In [None]:
%pip install -q transformers accelerate peft bitsandbytes datasets rouge-score huggingface_hub matplotlib textblob

from huggingface_hub import notebook_login
notebook_login()

import nltk
nltk.download('punkt')
nltk.download('wordnet')
nltk.download('vader_lexicon')  

from textblob import download_corpora
download_corpora.download_all()



In [None]:
# === Core Python ===
import os
import time
from collections import defaultdict

# === Data Handling ===
import pandas as pd
import matplotlib.pyplot as plt
from sklearn.model_selection import train_test_split

# === NLP / Metrics ===
from nltk.translate.bleu_score import sentence_bleu
from rouge import Rouge
from textblob import TextBlob

# === HuggingFace Datasets ===
from datasets import load_dataset

# === Transformers & Training ===
from transformers import (
    AutoModelForCausalLM,
    AutoTokenizer,
    BitsAndBytesConfig,
    TrainingArguments,
    Trainer,
    DataCollatorForLanguageModeling,
    TrainerCallback
)

# === PEFT (Parameter-Efficient Fine-Tuning) ===
from peft import (
    LoraConfig,
    get_peft_model,
    prepare_model_for_kbit_training,
    PromptTuningConfig
)


# Data preprocessing

In [None]:
df = pd.read_csv("data/support_data.csv", dtype={
    "tweet_id": str,
    "in_response_to_tweet_id": str
})

df = df.dropna(subset=["text", "in_response_to_tweet_id", "tweet_id"])

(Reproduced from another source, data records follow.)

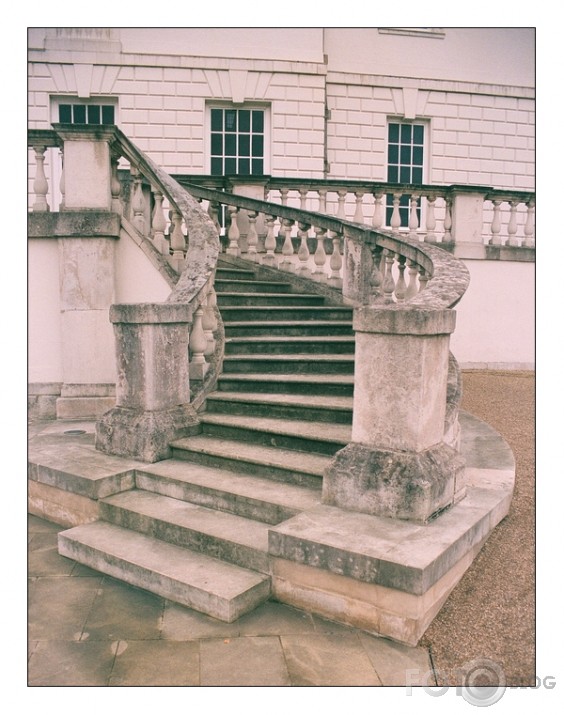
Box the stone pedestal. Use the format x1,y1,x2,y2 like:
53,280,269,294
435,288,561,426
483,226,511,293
323,305,466,523
450,186,490,259
95,303,198,462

df["tweet_id"] = df["tweet_id"].astype(str)
df["in_response_to_tweet_id"] = df["in_response_to_tweet_id"].astype(str)

msg_lookup = df.set_index("tweet_id")["text"].to_dict()
inbound_lookup = df.set_index("tweet_id")["inbound"].to_dict()

pairs = []
for _, row in df.iterrows():
    msg_id = row["tweet_id"]
    in_response_to = row["in_response_to_tweet_id"]

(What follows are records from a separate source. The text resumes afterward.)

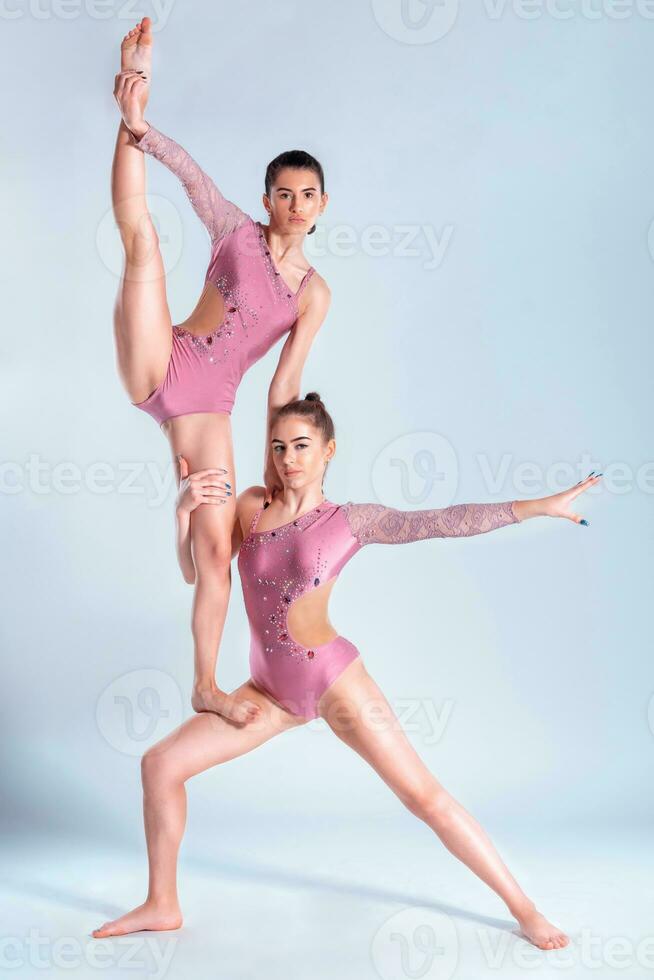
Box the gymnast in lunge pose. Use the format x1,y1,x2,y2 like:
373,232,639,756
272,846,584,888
92,393,603,948
111,18,330,723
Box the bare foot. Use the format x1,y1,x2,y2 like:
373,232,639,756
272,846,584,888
91,900,182,938
120,16,153,76
513,902,570,949
192,684,262,725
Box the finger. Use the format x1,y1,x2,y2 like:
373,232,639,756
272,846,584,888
200,494,228,505
190,467,229,479
176,455,189,480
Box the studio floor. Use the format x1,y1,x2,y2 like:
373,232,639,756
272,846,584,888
1,818,650,980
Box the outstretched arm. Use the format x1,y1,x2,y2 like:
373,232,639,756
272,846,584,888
341,471,602,546
127,122,250,244
341,500,520,545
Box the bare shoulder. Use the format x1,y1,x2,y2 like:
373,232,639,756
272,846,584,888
236,484,267,536
300,269,331,317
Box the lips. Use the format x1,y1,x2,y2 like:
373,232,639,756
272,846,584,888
289,218,305,223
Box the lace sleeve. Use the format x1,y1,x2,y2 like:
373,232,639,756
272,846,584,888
128,123,251,244
341,500,520,546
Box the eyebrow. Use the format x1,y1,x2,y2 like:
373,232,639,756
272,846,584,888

    if not in_response_to in msg_lookup:
        continue

    if row["inbound"] == False and inbound_lookup.get(in_response_to) == True:
        customer_msg = msg_lookup[in_response_to]
        brand_reply = row["text"]
        pairs.append({"input": customer_msg, "output": brand_reply})

print(f"✅ Collected {len(pairs)} input-output pairs")


df_clean = pd.DataFrame(pairs).sample(frac=1.0, random_state=42).iloc[:25000]

train_df, temp_df = train_test_split(df_clean, test_size=0.2, random_state=42)
val_df, test_df = train_test_split(temp_df, test_size=0.5, random_state=42)

os.makedirs("data", exist_ok=True)
train_df.to_json("data/train.json", orient="records", lines=True)
val_df.to_json("data/val.json", orient="records", lines=True)
test_df.to_json("data/test.json", orient="records", lines=True)

print(f"✅ Saved: {len(train_df)} train, {len(val_df)} val, {len(test_df)} test")


# Model setup

In [None]:
model_name = "mistralai/Mistral-7B-Instruct"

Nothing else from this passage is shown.